In the restored chapel of a 12th-century hospital building with superb timber beamwork, this museum shows various torturous-looking medical implements, hospital sedan chairs and a gruesome 1679 painting of an anatomy class. But it is much better known for six masterpieces by 15th-century artist Hans Memling, including the enchanting reliquary of St Ursula. This gilded oak reliquary looks like a mini Gothic cathedral, painted with scenes from the life of St Ursula, including highly realistic Cologne cityscapes.

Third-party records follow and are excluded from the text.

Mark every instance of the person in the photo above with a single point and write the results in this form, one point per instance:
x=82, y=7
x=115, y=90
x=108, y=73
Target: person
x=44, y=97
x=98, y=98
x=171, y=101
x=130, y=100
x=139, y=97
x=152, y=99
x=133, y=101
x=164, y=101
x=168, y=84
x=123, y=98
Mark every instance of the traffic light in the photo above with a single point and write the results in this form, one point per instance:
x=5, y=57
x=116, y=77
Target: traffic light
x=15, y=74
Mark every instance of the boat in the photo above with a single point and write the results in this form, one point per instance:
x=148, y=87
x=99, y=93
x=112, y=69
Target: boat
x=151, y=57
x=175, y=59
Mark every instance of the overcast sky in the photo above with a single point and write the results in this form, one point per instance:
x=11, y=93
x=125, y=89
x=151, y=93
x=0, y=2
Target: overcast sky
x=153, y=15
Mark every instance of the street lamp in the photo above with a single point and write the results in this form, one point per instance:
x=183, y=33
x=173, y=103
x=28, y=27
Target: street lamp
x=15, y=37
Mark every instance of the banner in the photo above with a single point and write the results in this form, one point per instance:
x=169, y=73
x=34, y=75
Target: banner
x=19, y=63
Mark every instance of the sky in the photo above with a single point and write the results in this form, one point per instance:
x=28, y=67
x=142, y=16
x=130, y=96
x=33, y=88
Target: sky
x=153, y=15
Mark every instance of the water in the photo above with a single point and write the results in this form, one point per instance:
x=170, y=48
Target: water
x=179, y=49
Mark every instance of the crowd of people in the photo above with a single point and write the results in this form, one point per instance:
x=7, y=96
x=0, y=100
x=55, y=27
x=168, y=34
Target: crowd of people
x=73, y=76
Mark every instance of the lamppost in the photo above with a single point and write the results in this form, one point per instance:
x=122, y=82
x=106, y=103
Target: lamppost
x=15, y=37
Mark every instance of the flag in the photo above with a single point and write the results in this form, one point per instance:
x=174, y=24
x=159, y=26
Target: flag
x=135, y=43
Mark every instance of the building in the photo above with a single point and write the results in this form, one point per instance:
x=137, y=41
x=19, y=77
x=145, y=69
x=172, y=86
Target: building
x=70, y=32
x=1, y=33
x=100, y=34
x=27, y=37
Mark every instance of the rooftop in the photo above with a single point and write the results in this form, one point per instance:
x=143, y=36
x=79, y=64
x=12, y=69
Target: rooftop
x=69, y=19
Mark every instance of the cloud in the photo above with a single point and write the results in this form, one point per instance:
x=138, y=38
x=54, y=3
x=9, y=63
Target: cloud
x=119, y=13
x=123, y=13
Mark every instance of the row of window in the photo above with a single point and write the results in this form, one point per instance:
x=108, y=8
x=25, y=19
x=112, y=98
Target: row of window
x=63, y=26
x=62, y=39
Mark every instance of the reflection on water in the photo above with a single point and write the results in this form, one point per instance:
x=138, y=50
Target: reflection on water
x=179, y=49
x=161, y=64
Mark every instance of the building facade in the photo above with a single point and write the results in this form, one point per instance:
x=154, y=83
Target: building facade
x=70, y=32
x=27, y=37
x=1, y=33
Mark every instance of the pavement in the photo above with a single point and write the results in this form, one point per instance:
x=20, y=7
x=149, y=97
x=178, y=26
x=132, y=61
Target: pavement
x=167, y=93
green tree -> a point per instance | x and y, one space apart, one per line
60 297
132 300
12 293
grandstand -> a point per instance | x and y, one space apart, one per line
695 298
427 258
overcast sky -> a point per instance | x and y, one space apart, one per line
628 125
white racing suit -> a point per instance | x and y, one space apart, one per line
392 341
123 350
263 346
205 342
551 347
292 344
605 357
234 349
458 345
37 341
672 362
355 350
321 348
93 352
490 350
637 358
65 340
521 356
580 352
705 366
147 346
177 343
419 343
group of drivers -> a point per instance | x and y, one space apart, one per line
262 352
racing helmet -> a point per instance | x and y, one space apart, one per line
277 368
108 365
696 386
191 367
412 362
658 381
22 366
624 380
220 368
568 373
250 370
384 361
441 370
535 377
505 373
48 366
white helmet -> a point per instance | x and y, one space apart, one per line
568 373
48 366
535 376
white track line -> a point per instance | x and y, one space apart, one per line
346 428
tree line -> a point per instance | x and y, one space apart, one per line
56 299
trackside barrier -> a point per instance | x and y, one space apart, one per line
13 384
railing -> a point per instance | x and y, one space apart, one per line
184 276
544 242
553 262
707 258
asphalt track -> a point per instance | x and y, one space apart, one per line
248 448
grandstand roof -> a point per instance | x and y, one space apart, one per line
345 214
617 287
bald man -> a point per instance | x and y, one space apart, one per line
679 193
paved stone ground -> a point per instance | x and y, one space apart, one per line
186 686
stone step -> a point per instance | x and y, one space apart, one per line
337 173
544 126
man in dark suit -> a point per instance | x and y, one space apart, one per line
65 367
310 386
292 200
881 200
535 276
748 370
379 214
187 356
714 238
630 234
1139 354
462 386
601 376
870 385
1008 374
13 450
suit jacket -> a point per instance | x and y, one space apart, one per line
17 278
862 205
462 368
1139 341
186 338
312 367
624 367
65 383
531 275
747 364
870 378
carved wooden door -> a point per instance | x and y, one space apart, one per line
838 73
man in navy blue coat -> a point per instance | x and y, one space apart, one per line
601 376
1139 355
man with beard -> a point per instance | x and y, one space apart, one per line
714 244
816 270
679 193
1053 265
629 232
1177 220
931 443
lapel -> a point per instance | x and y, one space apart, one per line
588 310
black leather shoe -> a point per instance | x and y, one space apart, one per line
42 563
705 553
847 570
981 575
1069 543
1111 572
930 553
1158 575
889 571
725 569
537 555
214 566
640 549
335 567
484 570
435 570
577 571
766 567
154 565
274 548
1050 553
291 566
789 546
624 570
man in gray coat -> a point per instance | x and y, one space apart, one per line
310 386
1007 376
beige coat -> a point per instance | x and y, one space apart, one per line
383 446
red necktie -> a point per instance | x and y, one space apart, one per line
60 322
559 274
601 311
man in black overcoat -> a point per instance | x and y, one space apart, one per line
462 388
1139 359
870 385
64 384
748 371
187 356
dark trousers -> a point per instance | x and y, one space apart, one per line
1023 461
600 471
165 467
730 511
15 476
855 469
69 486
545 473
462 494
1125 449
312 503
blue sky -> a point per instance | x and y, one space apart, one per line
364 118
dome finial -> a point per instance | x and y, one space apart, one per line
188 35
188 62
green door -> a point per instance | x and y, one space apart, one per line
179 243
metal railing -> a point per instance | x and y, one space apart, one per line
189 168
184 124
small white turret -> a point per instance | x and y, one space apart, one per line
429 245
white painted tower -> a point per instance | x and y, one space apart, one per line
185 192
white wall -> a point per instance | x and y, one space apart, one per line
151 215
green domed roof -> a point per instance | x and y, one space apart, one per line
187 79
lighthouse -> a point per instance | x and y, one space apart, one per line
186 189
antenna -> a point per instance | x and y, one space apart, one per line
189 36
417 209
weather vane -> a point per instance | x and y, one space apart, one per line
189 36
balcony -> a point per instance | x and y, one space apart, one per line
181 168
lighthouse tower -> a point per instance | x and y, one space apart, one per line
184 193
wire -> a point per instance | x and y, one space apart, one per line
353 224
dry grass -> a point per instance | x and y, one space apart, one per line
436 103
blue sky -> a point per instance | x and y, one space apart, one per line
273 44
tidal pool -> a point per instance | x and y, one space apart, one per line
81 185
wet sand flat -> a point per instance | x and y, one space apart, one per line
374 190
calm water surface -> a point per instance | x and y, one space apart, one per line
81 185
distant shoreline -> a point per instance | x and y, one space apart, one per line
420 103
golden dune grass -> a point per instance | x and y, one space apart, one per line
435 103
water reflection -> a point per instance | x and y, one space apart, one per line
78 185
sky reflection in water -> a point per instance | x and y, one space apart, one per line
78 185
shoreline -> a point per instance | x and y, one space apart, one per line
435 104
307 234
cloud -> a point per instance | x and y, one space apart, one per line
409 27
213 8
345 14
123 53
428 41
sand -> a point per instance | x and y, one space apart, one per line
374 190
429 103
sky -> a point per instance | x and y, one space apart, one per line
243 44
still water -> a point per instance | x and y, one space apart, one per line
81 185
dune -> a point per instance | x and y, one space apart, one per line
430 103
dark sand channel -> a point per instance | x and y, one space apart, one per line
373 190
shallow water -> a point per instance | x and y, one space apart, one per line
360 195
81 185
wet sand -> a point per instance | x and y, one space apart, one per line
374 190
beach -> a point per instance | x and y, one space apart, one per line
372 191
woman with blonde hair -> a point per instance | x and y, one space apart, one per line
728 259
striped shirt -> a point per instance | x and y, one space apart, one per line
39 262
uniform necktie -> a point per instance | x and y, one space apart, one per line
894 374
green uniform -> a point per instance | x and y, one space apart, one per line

The devout Ursula was a Breton princess betrothed to a pagan prince. She agreed to marry him on the condition she could make a pilgrimage to Rome (via Cologne) with 11,000 virgins, but all were murdered on the return journey by the king of the Huns, along with Ursula and her betrothed. The largest of the Memlings on display is the triptych of St John the Baptist and St John the Evangelist, commissioned by the hospital church as its altarpiece. Look out for St Catherine (with spinning wheel) and St Barbara, both seated at the feet of the Virgin. The artist's secular portrayals are just as engrossing as the devotional work, and include the delicate Portrait of a Young Woman (1480), in which the subject's hands rest on the painted frame of her portrait.
Your ticket also allows visits to the hospital’s restored 17th-century apotheek (pharmacy), accessed by an easily missed rear door.